Obudziłam się rano z kacem i bólem głowy. Podniosłam się i rozejrzałam wkoło. Po chwili zaczął mi się przypominać wczorajszy wieczór. Wstałam z łóżka i poszłam do kuchni po coś na ból i wodę. Wyjęłam z szafki dwie tabletki i szklankę, którą napełniłam przezroczystym płynem. Usiadłam na blacie i zażyłam lek. Po jakimś czasie poczułam się lepiej i poszłam do garderoby, aby się ubrać. Miałam cały dzień, aby załatwić wszystko i dostać się na wyspę. Poczułam coś pod nogami, spojrzałam w dół i ujrzałam Cynictis. Wzięłam go do rąk i zaniosłam na podwórko. Później wzięłam potrzebne rzeczy i pojechałam na uczelnie. Poszłam do dyrektora.

***

Pakowałam wszytko, co jest mi potrzebne na wyspę do walizki, gdy nagle mangustolisek przybiegł do mnie z telefonem. Wzięłam go i odczytałam wiadomość. Był to ktoś od Owena z prośbą o jak najszybsze stawienie się na umówione miejsce. Odpisałam i zamknęłam walizkę. Wstałam z ziemi i podeszłam do szafy, z której zdjęłam klatkę Cynictis. Otworzyłam ją i wsadziłam zwierzaka do środka. Później wyciągnęłam mniejszą torbę, do której spakowałam karmę i kilka zabawek. Wszystko włożyłam do auta mojego brata, który miał mnie zawieźć. Przez całą drogę śmialiśmy się i śpiewaliśmy piosenki z radia. Nawet nie poczułam, gdy kilka z nich minęło, a my byliśmy już na miejscu. Wysiadłam z auta razem z nim i wyciągnęliśmy moje rzeczy. Przytuliłam się do niego na pożegnanie.

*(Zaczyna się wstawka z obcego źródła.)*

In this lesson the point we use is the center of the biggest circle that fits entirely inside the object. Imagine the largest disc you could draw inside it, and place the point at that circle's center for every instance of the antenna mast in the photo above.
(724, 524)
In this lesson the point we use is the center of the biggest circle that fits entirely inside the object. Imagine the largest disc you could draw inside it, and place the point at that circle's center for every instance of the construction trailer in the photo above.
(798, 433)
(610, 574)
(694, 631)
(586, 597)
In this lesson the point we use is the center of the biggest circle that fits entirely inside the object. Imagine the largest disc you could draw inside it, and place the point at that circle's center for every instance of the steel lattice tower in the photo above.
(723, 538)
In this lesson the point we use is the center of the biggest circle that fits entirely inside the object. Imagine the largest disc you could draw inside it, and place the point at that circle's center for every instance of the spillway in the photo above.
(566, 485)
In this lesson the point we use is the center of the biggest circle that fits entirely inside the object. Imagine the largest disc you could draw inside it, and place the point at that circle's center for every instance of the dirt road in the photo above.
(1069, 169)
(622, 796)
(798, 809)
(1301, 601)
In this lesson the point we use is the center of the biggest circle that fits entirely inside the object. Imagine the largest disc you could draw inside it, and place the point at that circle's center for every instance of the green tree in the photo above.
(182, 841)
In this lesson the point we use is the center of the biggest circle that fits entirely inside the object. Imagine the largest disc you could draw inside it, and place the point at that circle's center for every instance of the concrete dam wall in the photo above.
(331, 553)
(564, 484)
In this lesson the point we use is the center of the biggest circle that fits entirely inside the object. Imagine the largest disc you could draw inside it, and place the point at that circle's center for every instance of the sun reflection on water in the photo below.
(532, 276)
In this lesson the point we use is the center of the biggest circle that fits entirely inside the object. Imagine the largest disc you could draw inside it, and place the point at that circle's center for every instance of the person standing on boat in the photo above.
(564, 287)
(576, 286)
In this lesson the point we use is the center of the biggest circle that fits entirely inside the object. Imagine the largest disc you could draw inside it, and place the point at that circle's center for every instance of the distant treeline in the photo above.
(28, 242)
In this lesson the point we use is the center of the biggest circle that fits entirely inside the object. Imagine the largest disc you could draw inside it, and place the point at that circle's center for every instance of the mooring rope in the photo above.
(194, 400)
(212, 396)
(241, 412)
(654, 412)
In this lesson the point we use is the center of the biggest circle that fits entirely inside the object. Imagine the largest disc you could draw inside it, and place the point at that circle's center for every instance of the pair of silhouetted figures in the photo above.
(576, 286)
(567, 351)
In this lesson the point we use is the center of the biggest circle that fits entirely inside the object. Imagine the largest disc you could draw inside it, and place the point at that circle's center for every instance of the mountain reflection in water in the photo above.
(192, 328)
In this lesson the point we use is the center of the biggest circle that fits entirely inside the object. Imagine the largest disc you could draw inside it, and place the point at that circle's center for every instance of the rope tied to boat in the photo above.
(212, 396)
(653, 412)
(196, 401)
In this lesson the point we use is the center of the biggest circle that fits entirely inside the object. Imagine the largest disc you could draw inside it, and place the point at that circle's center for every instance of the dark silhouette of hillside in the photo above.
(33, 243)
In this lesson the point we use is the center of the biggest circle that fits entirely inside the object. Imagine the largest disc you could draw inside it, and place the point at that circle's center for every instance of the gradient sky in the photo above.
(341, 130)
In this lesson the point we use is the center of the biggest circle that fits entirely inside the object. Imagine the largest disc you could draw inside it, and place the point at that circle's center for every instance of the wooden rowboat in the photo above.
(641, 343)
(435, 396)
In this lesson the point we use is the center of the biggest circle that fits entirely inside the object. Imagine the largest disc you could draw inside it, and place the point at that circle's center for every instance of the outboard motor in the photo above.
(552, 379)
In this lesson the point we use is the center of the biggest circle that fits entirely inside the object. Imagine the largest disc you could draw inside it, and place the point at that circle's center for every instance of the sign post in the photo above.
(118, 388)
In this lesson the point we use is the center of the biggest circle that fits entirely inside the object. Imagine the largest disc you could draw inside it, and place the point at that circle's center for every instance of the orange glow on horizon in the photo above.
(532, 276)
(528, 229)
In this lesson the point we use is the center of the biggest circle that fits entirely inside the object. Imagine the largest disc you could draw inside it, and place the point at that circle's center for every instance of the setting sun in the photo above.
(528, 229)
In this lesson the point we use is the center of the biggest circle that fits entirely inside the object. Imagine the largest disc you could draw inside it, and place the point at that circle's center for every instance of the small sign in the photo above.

- Do zobaczenia... - powiedziałam cicho.

- Pa. - Pogłaskał mnie po włosach i poszedł do auta. Machałam mu, kiedy odjeżdżał. Usiadłam pod drzewem i wypuściłam Cynictis. Biegał koło mnie i polował na owady, a ja wyciągnęłam szkicownik i zaczęłam rysować otoczenie wokół mnie. Najbardziej skupiłam się na pięknym sokole, który karmił swoje pisklę. Zaczęłam od jego dzioba z kawałkami mięsa i z małą ilością krwi. Później przeszłam do piór, znajdujących się na głowie i szyi. Dochodziłam właśnie do skrzydeł, gdy koło mnie pojawił się mężczyzna, z którym byłam umówiona. Wsadziłam zwierzaka z powrotem do klatki i wzięłam torbę oraz walizkę. Poszliśmy do niedużej łódki. Dopiero wtedy zorientowałam się, jak już późno. Słońce zachodziło za widnokręgiem, niebo przybrało piękny kolor, a na wodzie odbijały się pierwsze gwiazdy. Wsiadłam do łódki, a chwilę po mnie mężczyzna. Płynęliśmy w ciszy. Oglądałam ryby poruszające się w wodzie oraz pięknie odbijające się słońce. Po jakimś czasie słońce zaszło, a na jego miejsce wystąpił księżyc i milion gwiazd. Na niebie było można ujrzeć ramię drogi mlecznej oraz kilka spadających gwiazd. Wokół nas nie było żadnego lądu, tylko bezkresne morze. Ziewnęłam i dałam ręce do chłodnej wody. Było bardzo cicho i spokojnie, a kołysanie łódki mnie usypiało. Nawet nie wiedziałam, kiedy zasnęłam.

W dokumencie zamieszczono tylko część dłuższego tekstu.